# Die besten kostenlosen Spiele für Android



## huntertech (7. November 2010)

*Die besten kostenlosen Spiele für Android*

Ich bin auf der Suche nach guten Spielen für ein Smartphone mit dem aktuellen Betriebssystem Android 2.2 Froyo. Mir ist alles recht, egal ob shooter, Spiele wie "Doodle Jump" fürs Iphone, eigentlich ganz egal was. Hauptsache, es ist komplett kostenlos!

Danke schon mal


----------



## taks (7. November 2010)

*AW: Die besten kostenlosen Spiele für Android*

Battleflood ist mein lieblings Spiel


----------



## huntertech (7. November 2010)

*AW: Die besten kostenlosen Spiele für Android*

Was ist das denn für ein Genre? Bei Google find ich nur bunte Bildschirme


----------



## Mastermaisi777 (7. November 2010)

*AW: Die besten kostenlosen Spiele für Android*

Angry Birds ist ganz witzig und kostenlos , ansonsten spiel ich recht gern RoboDefense (Vollversion) oder Asphalt 5 (kostenlos beim Galaxy S) und natürlich den Klassiker Solitair 

Aber google einfach mal nach den besten Spielen , oder sieh dich im Market um bei den Kostenlosen Spielen und such nach guten Bewertungen .


----------



## huntertech (7. November 2010)

*AW: Die besten kostenlosen Spiele für Android*

Wie groß sind denn die Spiele so im Durchschnitt? Bei dem Handy wird eine 2GB-Karte mitgeliefert. Wieviel krieg ich da ungefähr drauf? Lohnt es sich da, meine 4GB-Karte weiterzuverwerten?


----------



## Mastermaisi777 (7. November 2010)

*AW: Die besten kostenlosen Spiele für Android*

Es kommt in ersten Linie auf den internen Speicher an , der ist von Gerät zu Gerät unterschiedlich .
Mein Hero hatte nur ca. 100-200 Mb und bin auch ausgekommen. App2SD wird leider von vielen Programmen noch nicht unterstützt. Abgesehen von ein paar Ausnahmen sind die meisten Programme aber nicht größer als 3-5Mb ,eher kleiner. Die Ausnahmen wären Navisoftware oder große Spiele wobei bei solcher Software zu hoffen ist dass sie App2SD unterstützen.

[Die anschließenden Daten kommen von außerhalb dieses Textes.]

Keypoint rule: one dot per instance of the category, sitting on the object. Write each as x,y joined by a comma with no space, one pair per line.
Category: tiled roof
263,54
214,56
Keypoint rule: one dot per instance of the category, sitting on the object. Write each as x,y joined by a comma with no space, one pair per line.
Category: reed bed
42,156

Welches Gerät besitzt du denn?


----------



## huntertech (7. November 2010)

*AW: Die besten kostenlosen Spiele für Android*

Noch garkeines aber voraussichtlich ab Mittwoch das neue LG Optimus Chic. Habe in einem Review gesehen, dass es Anwendungen auch auf die SD verlagern kann, somit also kein Problem. Intern hat es glaube ich nochmal 135MB über.

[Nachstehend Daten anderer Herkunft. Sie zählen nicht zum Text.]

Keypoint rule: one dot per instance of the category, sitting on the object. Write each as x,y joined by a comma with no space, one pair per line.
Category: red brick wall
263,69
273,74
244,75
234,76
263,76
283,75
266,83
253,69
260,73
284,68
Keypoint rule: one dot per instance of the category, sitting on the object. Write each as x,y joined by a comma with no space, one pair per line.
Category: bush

Aber dann werd ich ja wohl auskommen. Wenn noch weitere Spiele von euch empfehlenswert sind, immer her damit. Hab auch schon gegoogelt und etwas zusammenbekommen aber wenn ihr mir direkt nur die kostenlosen sagen könnt, ists natürlich besser


----------



## huntertech (8. November 2010)

*AW: Die besten kostenlosen Spiele für Android*

Sorry, hab gerade nochmal nachgeschaut, dass war beim Nokia C6, das hat kein Andoid  Also muss ich dann dabei bleiben, dass nur wenige Apps auf die SD gehen 


Aber dann trotzdem danke! Gibt es denn noch irgendwelche guten Tower Defense Spiele außer Robo Defense und Retro Defense?


----------



## m-o-m-o (24. November 2010)

*AW: Die besten kostenlosen Spiele für Android*

Hab leider nur Android via Communityrprojekt auf meinem Touch Diamond, daher ist das ein bisschen doof mit den Spielen ^^

Angry Birds kenne ich bisher nur vom Apfelfon, aber ich finds lustig.
Paper Toss ist äußerst sinnfrei aber macht süchtig 
Air Control (?) ist ein nettes Spiel finde ich
Frozen Bubble sollte man vielleicht schon am Linuxrechner gesehen haben, gibts auch für Android
Papijump gäbe es noch, das war vor dem Doodle Jump Hype in.


----------



## Bauer87 (25. November 2010)

*AW: Die besten kostenlosen Spiele für Android*

Frozen Bubble ist toll, aber mit Touchscreen kaum zu steuern. Es gibt ein Minesweeper für Android, das ist ganz schick. Angry Birds soll gut sein, läuft aber nicht auf jedem Gerät.


----------



## huntertech (25. November 2010)

*AW: Die besten kostenlosen Spiele für Android*

Danke Leute aber leider ist aus dem Smartphone-Kauf nichts geworden. Aber wer weiß, vielleicht kauf ich mir ja in ein paar Jahren doch ein neues Smartphone  Also trotzdem danke für eure Antworten. Hat sich aber vorerst erledigt.


----------